The reconstruction scheme was announced the next day, expanding the bank’s equity base and making SBI 49 percent owner.
The last time a new private bank was put under a moratorium was in July 2004. Global Trust Bank Ltd, the bank in question, was merged with the public sector Oriental Bank of Commerce within 72 hours. This time, SBI stepped in as the white knight. But SBI did not merge Yes Bank with itself; instead, it put in 49 percent equity and may continue to hold at least 26 percent stake for the next three years.
Two weeks later, the moratorium was lifted with a consortium of lenders putting in Rs 10,000 crore as capital. SBI apart, the investors were HDFC, ICICI Bank, Kotak Mahindra Bank, Axis Bank, IDFC First Bank, Federal Bank and Bandhan Bank.
On 6 March, a day after the moratorium was clamped, the Yes Bank stock closed at Rs 16.20 after slipping to Rs 5.55 in the early hours of trade. On 18 March, when it resumed operations, the stock closed at Rs 60.8, after hitting a high of Rs 88, giving near four-fold returns to the new investors.
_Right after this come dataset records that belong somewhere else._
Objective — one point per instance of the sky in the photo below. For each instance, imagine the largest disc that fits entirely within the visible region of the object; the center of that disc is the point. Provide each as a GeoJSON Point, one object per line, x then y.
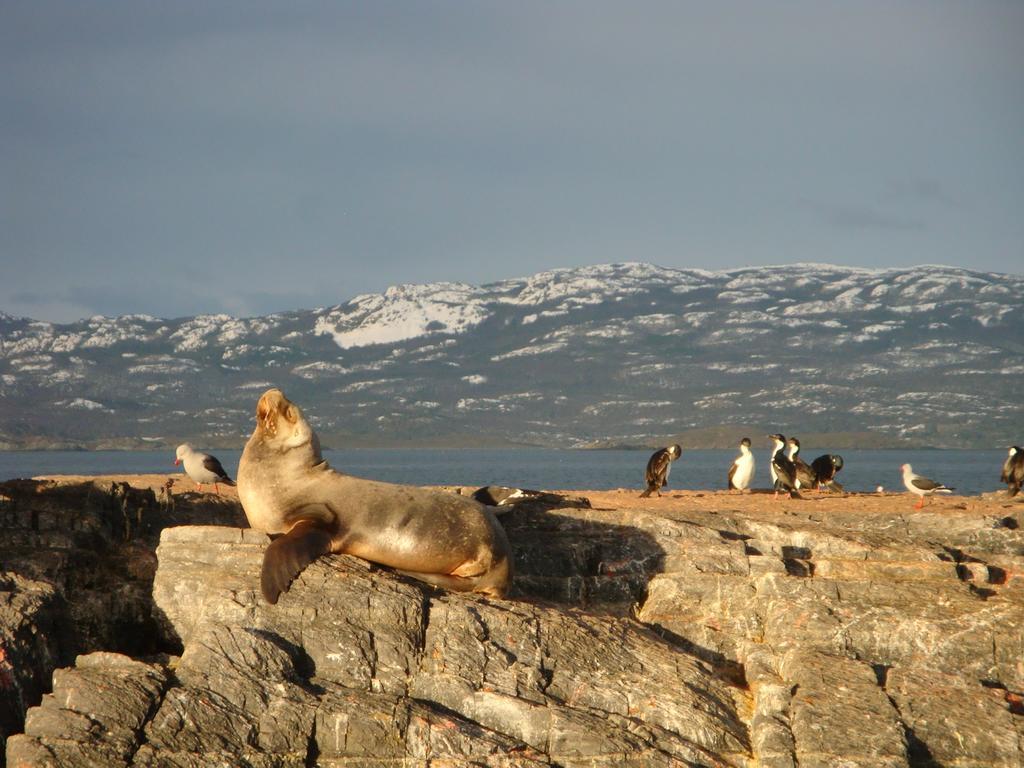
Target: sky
{"type": "Point", "coordinates": [183, 158]}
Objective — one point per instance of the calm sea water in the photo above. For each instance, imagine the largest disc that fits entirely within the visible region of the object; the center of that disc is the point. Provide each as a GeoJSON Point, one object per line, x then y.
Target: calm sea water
{"type": "Point", "coordinates": [970, 471]}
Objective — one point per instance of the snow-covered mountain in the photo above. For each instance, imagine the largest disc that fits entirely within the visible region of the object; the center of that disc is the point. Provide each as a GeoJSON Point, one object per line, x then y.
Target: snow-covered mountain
{"type": "Point", "coordinates": [608, 354]}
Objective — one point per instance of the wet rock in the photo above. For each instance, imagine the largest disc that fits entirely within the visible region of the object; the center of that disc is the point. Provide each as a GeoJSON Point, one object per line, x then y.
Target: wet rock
{"type": "Point", "coordinates": [31, 630]}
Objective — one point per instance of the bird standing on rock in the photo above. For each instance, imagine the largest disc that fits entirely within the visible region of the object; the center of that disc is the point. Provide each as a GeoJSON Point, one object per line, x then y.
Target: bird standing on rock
{"type": "Point", "coordinates": [741, 471]}
{"type": "Point", "coordinates": [825, 467]}
{"type": "Point", "coordinates": [1013, 470]}
{"type": "Point", "coordinates": [805, 475]}
{"type": "Point", "coordinates": [922, 486]}
{"type": "Point", "coordinates": [783, 471]}
{"type": "Point", "coordinates": [658, 466]}
{"type": "Point", "coordinates": [202, 468]}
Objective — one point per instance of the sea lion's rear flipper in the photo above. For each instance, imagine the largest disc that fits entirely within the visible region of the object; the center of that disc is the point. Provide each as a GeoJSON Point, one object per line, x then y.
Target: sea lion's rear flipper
{"type": "Point", "coordinates": [290, 554]}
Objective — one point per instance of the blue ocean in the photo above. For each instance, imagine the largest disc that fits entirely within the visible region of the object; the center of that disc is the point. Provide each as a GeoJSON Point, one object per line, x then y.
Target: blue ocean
{"type": "Point", "coordinates": [971, 472]}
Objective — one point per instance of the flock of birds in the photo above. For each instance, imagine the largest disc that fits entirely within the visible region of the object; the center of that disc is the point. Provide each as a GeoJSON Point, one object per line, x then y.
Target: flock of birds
{"type": "Point", "coordinates": [790, 473]}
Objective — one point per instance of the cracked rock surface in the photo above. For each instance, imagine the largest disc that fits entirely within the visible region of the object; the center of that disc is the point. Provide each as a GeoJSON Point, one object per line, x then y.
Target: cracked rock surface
{"type": "Point", "coordinates": [696, 629]}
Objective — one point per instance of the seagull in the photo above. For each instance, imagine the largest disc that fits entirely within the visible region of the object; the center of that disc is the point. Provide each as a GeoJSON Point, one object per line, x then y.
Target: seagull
{"type": "Point", "coordinates": [203, 468]}
{"type": "Point", "coordinates": [1013, 470]}
{"type": "Point", "coordinates": [658, 466]}
{"type": "Point", "coordinates": [922, 485]}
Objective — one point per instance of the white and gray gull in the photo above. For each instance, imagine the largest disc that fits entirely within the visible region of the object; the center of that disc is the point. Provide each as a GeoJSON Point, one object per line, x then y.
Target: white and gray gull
{"type": "Point", "coordinates": [741, 471]}
{"type": "Point", "coordinates": [202, 468]}
{"type": "Point", "coordinates": [1013, 470]}
{"type": "Point", "coordinates": [922, 486]}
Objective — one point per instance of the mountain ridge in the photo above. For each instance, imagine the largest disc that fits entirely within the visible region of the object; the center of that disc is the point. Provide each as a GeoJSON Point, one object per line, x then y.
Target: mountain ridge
{"type": "Point", "coordinates": [627, 354]}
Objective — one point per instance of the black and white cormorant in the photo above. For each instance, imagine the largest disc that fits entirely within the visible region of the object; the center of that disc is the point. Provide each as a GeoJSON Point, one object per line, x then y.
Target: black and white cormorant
{"type": "Point", "coordinates": [782, 470]}
{"type": "Point", "coordinates": [741, 471]}
{"type": "Point", "coordinates": [825, 467]}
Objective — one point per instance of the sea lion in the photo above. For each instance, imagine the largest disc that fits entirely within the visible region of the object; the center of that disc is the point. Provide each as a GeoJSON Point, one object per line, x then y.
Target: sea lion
{"type": "Point", "coordinates": [286, 486]}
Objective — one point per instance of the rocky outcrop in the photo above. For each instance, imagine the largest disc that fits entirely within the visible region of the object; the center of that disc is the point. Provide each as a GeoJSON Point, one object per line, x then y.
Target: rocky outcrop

The regulator explored a market-led solution first but the SEBI norms did not permit it. In April 2009, the Mahindra group could rescue the scam-hit Satyam Computer Services Ltd after the SEBI waived the norms. Under the current takeover code, the market regulator does not have any discretion to do that….
In March 2009, Yes Bank had a loan book of Rs 12,403 crore. A decade later, in March 2019, its loan book had increased by 20 times to Rs 2.42 lakh crore. Had RBI waited for a few more years, at this pace, Yes Bank would have become too big to fail.
Since it was a well-capitalised and profit-making bank, it was not easy to get rid of Kapoor.
Besides, in March 2019, Yes Bank had a deposit portfolio of Rs 2.28 lakh crore. It came down to Rs 1.66 lakh crore in December 2019 and Rs 1.05 lakh crore in March 2020. Had the moratorium been imposed earlier, it would have caused a far larger crisis for the depositors.